Image Left: Australia Square designed by Harry Seidler
Image Right: Sydney Conservatorium of Music
Today I started my training as a volunteer guide for the Australian Architecture Association. I joined my group at the Customs House building at Circular Quay and despite inclement weather, was really looking forward to the following two hours.
We visited ten buildings, including several by architect, Harry Seidler and I looked at Sydney in a completely different way from the way I have done before; usually not looking up! Many of the buildings I was familiar with (QANTAS, GPO, Australia Square, Conservatorium of Music) but many I had never really “seen” before, which is amazing considering I’ve lived in Sydney for three decades (not consecutively)!

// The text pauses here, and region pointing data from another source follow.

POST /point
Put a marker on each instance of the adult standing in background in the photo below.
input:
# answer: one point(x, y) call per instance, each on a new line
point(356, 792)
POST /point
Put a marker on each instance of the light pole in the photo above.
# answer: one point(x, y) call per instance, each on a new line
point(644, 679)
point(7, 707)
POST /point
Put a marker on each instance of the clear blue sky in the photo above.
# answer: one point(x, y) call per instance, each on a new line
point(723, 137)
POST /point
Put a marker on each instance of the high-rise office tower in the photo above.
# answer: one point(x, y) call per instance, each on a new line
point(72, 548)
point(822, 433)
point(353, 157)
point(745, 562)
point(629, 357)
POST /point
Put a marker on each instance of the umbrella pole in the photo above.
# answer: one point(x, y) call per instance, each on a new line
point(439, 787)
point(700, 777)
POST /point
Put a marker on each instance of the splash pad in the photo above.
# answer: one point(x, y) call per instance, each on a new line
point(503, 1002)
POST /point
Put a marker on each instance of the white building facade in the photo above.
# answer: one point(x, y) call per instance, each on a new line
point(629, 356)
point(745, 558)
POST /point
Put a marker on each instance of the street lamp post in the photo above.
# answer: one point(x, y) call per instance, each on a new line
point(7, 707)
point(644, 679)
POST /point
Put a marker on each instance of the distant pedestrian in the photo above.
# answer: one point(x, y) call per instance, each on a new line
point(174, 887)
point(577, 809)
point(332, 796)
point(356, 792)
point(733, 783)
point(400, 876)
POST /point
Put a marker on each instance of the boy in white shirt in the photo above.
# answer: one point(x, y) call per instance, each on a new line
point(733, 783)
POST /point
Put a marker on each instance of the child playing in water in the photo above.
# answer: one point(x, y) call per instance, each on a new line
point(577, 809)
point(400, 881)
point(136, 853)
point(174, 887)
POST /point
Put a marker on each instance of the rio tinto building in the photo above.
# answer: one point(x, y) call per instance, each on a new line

Uncovering some of Sydney’s history was a fascinating look into this city’s beginnings and although I’d heard of the “tank stream” wasn’t really sure what, or where, it was. Now I know!
I hadn’t even been inside the renovated GPO Building – and that work was carried out in the 1990s. How could that be? I just don’t go into the city that often to be honest, or if I do it’s not for a casual walk around; rather it’s to go to a specific destination.
I have now discovered places that I’ll be going back to and hopefully, taking friends and visitors to.
Left: the City Mutual Life Building is a beautiful example of Art Deco – my favourite period style.
Right: QANTAS House. Designed by Rudder, Littlemore & Rudder and completed in 1957, this is a classic early example of a curtain wall design that still takes the breath away. Photograph by Michael Miller.
One tour I am looking forward to is the Bar Tour! Discovering some of the City’s watering holes will be most enlightening I’m sure and I hear that the tour of Justin Hemmes’ Ivy is not to be missed.
During the summer the AAA runs Twilight Tours. On a balmy Sydney evening that would be a fabulous experience followed by dinner or drinks in one of the many fine establishments that make Sydney such a popular destination with both locals and visitors.
I do hope you take the time to enjoy one of these tours and discover a side of Sydney you may never have seen before; you might even join me on one.